Officially, Alexander Hall’s Here Comes
Mr. Jordan is only seven minutes shorter than Warren Beatty and Buck Henry’s
1978 remake Heaven Can Wait, but feels much tighter than the later film,
sometimes to the point of seeming to rush: for example it sets-up the dimension-crossing
romance at its centre in a mere few minutes of screen time, whereas the later
version productively lingered at least a little longer. Notwithstanding that broad
impression though, and leaving aside Beatty/Henry’s main tweak of making the
protagonist Joe Pendleton a football player rather than a boxer, the two follow
very similar trajectories, with an almost identical arrival point, both in tone
and content. In both versions, Pendleton is killed in an accident (a plane in
the original, a bike in the remake), denying him a chance at an upcoming
sporting triumph. The administration of the afterlife concedes an error and
sends him back, but into the body of a rich industrialist murdered by his wife
and secretary; Pendleton rapidly overhauls the man’s cold-hearted public image,
along the way turning a bitter young adversary into a star-crossed love. As the
change of title may herald, the otherworldly Mr. Jordan is a more prominent
presence in the original than the remake, its impact more fully conditioned on the
interplay of Robert Montgonery’s pugnacious Pendleton and Claude Rains’

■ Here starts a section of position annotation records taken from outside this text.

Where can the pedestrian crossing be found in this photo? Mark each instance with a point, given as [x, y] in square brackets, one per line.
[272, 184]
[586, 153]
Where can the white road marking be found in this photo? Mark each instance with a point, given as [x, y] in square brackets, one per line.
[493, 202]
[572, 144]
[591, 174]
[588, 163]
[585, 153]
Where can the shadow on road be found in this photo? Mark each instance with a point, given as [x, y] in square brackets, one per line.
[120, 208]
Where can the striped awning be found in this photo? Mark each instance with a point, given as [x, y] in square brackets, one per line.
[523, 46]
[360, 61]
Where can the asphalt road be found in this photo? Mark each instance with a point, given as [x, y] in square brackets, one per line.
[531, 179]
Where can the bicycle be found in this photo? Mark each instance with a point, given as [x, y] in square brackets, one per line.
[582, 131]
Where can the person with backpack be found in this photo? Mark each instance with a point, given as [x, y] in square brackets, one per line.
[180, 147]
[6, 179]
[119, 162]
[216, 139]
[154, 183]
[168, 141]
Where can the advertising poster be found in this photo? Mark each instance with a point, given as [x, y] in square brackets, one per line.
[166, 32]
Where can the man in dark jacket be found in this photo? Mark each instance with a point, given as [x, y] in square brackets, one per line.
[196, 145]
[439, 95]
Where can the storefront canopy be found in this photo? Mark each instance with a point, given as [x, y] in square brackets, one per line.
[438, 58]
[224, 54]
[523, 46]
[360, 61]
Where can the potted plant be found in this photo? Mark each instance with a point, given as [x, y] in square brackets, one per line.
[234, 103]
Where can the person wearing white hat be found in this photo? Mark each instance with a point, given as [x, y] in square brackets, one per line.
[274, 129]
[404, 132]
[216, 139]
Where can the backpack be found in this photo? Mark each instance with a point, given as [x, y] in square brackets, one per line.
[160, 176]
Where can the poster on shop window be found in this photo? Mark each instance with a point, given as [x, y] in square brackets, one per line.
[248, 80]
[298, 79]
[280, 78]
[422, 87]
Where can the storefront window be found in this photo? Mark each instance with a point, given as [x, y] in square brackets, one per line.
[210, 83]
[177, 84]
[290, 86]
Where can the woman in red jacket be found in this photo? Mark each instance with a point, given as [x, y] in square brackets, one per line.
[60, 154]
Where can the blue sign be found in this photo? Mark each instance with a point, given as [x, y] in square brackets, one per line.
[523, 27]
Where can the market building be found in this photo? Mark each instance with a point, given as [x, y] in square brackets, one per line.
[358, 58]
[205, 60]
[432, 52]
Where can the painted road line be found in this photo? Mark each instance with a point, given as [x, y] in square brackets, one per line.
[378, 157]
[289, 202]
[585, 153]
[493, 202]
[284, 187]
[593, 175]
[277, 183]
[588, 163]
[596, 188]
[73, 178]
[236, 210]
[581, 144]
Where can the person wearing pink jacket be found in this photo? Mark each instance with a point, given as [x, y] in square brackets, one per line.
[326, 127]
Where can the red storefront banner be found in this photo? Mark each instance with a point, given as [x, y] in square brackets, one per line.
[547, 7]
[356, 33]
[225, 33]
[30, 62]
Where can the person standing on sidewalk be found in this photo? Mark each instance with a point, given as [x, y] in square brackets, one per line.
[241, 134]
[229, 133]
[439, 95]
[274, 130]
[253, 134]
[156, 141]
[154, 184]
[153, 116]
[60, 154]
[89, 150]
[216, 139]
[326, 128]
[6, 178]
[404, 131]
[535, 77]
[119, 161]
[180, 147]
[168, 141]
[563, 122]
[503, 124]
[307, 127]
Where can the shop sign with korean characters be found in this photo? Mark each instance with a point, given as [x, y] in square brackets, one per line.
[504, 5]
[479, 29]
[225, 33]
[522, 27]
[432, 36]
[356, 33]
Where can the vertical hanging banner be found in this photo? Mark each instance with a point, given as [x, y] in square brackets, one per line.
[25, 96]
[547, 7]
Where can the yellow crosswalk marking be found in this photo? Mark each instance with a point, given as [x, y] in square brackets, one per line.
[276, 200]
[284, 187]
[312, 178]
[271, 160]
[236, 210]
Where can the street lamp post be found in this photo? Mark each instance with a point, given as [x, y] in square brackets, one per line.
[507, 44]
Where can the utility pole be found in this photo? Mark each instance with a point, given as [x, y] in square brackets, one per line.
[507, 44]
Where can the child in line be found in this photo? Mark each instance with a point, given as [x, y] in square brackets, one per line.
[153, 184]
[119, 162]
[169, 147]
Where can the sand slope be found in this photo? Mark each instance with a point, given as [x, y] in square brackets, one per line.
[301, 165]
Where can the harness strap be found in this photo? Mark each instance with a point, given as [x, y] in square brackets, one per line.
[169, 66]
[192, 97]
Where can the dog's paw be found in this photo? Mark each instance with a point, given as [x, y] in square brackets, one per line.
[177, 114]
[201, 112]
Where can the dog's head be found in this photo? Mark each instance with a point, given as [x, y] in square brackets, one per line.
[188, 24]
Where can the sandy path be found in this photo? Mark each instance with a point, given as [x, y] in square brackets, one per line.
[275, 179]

unflappably genial Jordan. Although further point-to-point relative evaluations
of the two are largely subjective, the remake certainly does more with the
murderous duo by casting Charles Grodin and Dyan Cannon, albeit both
under-utilized – the characters in the original barely register as more than
plot devices. Pendleton’s friend and trainer Max Korkle is a highlight of both,
James Gleason snappy and short-fused in the original, Jack Warden in the remake
more slow-burn befuddled (and benefiting from additional time spent on
establishing the Pendleton/Korkle relationship).